इति किल शरनाम्नः शंकरस्यापि वृत्तं सकलगुरु जनानां सद्गुरोश्शूलपाणेः । कथितमिह वरिष्ठं श्रोत्ररम्यैर्वचोभिस्सकलभुवनमध्ये क्रीडमानस्य नित्यम्

Ainsi donc, en vérité, le récit sacré de Śaṅkara—nommé ici Śara—de ce Seigneur au Trident, le Satguru de tous les gurus, a été exposé en ce lieu par des paroles excellentes, charmantes à l’oreille : au sujet de Celui qui, sans cesse, déploie sa līlā divine au milieu de tous les mondes.

Verse 56

इति श्रीशिवमहापुराणे द्विती यायां रुद्रसंहितायां पं० युद्धखंडे बाणासुरगणपत्वप्राप्तिवर्णनं नाम षट्पंचाशत्तमोऽध्यायः

Ainsi, dans le Śrī Śiva Mahāpurāṇa, dans la seconde partie—au sein de la Rudra Saṃhitā, dans le Yuddha Khaṇḍa—s’achève le cinquante-sixième chapitre intitulé : «Récit de l’accession de Bāṇāsura au rang de Gaṇa de Śiva».
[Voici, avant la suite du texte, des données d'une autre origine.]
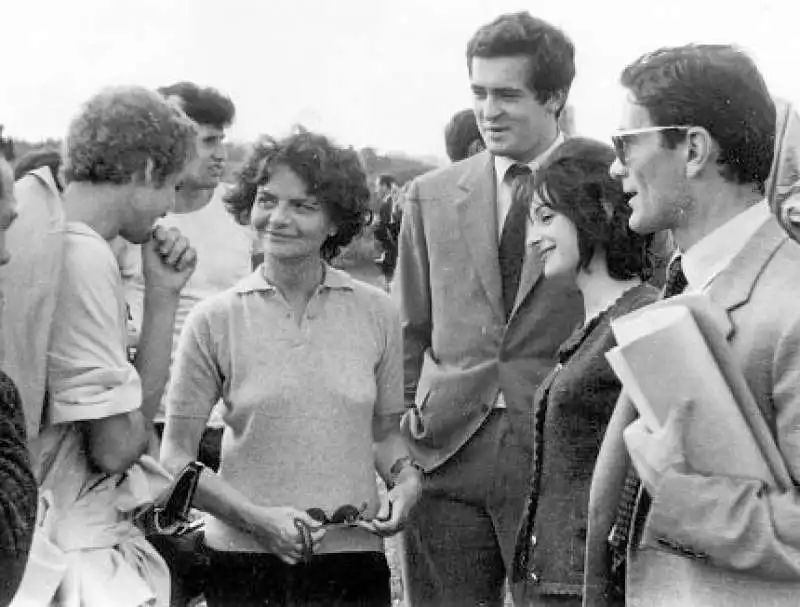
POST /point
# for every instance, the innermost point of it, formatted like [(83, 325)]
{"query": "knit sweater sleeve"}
[(17, 492)]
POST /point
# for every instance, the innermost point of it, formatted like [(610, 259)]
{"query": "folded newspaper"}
[(675, 350)]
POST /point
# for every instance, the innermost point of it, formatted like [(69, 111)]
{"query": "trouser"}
[(352, 579), (459, 544)]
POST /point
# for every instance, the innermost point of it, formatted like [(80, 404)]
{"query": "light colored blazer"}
[(458, 350), (783, 185), (747, 538)]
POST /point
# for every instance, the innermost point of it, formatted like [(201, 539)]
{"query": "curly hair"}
[(204, 105), (462, 135), (333, 174), (717, 87), (124, 132), (551, 52), (575, 182)]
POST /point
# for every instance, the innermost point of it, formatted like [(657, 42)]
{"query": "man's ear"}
[(701, 151)]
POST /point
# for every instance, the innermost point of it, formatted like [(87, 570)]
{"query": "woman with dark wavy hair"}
[(307, 362), (580, 227)]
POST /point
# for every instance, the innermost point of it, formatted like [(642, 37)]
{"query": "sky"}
[(381, 73)]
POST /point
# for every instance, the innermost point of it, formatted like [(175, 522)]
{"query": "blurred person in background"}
[(222, 245), (387, 226), (308, 364), (462, 137), (580, 227), (17, 482)]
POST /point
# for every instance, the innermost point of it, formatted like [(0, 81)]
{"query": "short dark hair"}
[(331, 173), (716, 87), (576, 183), (387, 180), (549, 50), (460, 135), (37, 158), (6, 146), (204, 105)]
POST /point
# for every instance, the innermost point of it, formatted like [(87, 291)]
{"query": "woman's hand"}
[(392, 516), (279, 531), (168, 260)]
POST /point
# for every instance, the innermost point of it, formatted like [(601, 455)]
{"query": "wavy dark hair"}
[(333, 174), (121, 131), (575, 182), (550, 52), (716, 87)]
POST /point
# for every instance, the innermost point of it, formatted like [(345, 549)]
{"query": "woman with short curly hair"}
[(307, 362), (580, 227)]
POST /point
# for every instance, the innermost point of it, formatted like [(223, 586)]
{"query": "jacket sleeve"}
[(412, 291), (738, 524), (17, 492)]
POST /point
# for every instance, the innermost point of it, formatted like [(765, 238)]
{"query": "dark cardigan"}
[(571, 411), (17, 492)]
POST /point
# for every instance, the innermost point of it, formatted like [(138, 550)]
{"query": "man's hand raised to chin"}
[(168, 260)]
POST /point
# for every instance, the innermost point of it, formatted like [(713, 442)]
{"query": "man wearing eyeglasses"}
[(694, 152), (481, 325)]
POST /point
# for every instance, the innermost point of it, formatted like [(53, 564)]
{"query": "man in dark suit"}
[(388, 223), (481, 325), (695, 152)]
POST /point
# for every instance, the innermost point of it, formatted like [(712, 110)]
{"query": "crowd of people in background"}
[(160, 325)]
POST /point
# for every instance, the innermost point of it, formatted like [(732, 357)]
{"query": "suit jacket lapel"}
[(478, 217), (733, 286)]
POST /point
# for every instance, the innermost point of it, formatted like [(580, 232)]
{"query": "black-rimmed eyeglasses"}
[(620, 138)]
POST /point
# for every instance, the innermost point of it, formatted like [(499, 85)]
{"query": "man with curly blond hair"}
[(125, 153)]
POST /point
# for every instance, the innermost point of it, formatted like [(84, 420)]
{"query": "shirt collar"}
[(503, 163), (715, 251), (333, 279)]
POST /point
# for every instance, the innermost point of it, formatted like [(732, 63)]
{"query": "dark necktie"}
[(511, 252), (620, 532)]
Frequently Asked Questions

After Kṛṣṇa returns to Dvārakā with Aniruddha and his wife, Bāṇa becomes distressed; Nandīśvara counsels him to accept Śiva’s will and renew worship, after which Bāṇa approaches Śiva and performs praise and tāṇḍava.
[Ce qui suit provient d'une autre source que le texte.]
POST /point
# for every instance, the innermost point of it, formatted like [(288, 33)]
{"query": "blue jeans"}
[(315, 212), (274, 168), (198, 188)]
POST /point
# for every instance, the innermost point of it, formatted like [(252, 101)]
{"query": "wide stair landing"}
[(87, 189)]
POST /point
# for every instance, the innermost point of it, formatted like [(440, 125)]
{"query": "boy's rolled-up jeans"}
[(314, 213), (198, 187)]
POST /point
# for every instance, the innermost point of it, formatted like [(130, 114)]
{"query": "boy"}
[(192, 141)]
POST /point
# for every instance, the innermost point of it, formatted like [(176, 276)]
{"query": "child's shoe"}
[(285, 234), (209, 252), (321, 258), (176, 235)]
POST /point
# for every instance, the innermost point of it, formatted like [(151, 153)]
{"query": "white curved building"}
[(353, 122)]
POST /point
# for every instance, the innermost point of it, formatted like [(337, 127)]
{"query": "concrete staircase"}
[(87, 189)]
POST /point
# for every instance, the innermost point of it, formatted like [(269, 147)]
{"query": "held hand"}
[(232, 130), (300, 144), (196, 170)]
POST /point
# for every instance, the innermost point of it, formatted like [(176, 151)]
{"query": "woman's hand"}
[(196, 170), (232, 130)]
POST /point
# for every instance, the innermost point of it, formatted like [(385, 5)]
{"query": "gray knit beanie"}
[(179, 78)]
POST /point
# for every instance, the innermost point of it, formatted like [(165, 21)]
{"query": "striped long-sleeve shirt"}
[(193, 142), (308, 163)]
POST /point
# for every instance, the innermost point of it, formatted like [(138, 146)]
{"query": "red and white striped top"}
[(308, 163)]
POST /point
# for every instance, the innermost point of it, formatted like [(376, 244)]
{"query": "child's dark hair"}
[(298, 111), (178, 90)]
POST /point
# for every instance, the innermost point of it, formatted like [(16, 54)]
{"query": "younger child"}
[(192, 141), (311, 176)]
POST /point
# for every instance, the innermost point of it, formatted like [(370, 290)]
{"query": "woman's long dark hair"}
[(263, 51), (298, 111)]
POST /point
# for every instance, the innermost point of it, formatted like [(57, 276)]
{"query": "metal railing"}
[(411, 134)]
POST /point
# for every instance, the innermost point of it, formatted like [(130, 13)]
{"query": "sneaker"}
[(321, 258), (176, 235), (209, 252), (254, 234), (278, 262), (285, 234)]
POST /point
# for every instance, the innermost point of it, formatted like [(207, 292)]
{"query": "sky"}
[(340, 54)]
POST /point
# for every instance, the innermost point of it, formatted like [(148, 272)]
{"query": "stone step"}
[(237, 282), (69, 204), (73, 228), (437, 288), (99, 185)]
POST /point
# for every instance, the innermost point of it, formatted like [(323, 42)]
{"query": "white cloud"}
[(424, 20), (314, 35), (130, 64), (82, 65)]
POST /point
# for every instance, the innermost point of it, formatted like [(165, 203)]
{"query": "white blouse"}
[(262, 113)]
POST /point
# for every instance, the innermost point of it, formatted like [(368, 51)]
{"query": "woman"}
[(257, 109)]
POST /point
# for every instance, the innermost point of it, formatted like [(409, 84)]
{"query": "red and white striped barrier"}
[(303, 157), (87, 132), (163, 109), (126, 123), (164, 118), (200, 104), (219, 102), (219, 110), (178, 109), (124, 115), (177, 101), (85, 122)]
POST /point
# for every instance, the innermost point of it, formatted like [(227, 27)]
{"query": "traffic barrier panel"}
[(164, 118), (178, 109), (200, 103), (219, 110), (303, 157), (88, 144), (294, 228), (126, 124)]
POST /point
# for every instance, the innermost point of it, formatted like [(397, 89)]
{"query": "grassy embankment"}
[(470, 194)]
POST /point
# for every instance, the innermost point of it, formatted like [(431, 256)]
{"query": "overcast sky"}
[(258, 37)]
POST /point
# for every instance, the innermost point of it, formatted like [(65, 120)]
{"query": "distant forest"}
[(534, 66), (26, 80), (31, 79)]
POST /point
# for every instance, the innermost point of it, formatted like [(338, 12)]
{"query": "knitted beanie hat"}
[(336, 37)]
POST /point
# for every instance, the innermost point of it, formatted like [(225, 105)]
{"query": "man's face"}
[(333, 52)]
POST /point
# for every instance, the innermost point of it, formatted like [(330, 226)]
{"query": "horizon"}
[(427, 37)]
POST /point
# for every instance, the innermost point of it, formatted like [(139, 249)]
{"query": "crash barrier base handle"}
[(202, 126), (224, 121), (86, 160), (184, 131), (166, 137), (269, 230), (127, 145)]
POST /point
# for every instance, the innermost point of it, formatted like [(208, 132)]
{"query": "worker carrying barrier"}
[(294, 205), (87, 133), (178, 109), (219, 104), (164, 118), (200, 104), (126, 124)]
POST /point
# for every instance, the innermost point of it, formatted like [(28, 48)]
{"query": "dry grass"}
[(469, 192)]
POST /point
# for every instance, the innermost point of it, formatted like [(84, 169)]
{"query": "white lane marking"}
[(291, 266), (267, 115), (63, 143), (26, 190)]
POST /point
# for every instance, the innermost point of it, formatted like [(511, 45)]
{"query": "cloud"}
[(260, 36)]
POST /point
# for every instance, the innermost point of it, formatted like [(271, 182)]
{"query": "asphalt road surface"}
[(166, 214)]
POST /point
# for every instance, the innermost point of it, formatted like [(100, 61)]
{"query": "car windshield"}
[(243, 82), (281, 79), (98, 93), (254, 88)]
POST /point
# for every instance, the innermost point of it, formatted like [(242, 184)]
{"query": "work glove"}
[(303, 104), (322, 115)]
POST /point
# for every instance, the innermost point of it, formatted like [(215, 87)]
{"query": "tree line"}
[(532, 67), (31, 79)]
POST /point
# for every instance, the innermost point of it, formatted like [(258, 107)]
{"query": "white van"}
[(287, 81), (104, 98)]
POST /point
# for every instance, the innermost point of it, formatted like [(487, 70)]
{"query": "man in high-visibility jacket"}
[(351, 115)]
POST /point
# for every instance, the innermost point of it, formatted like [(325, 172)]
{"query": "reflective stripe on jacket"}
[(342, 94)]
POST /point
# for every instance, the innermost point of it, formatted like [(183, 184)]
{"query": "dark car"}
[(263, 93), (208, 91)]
The chapter models a Shaiva psychology of crisis: sorrow is redirected into smaraṇa and ritual discipline, presenting devotion as the method by which inner disorder is stabilized and grace is accessed.

Śiva is highlighted as Śambhu/Śaṅkara the bhaktavatsala (compassionate to devotees), while devotion manifests through stotra, prostration, and tāṇḍava—ritualized speech and body as vehicles of bhakti.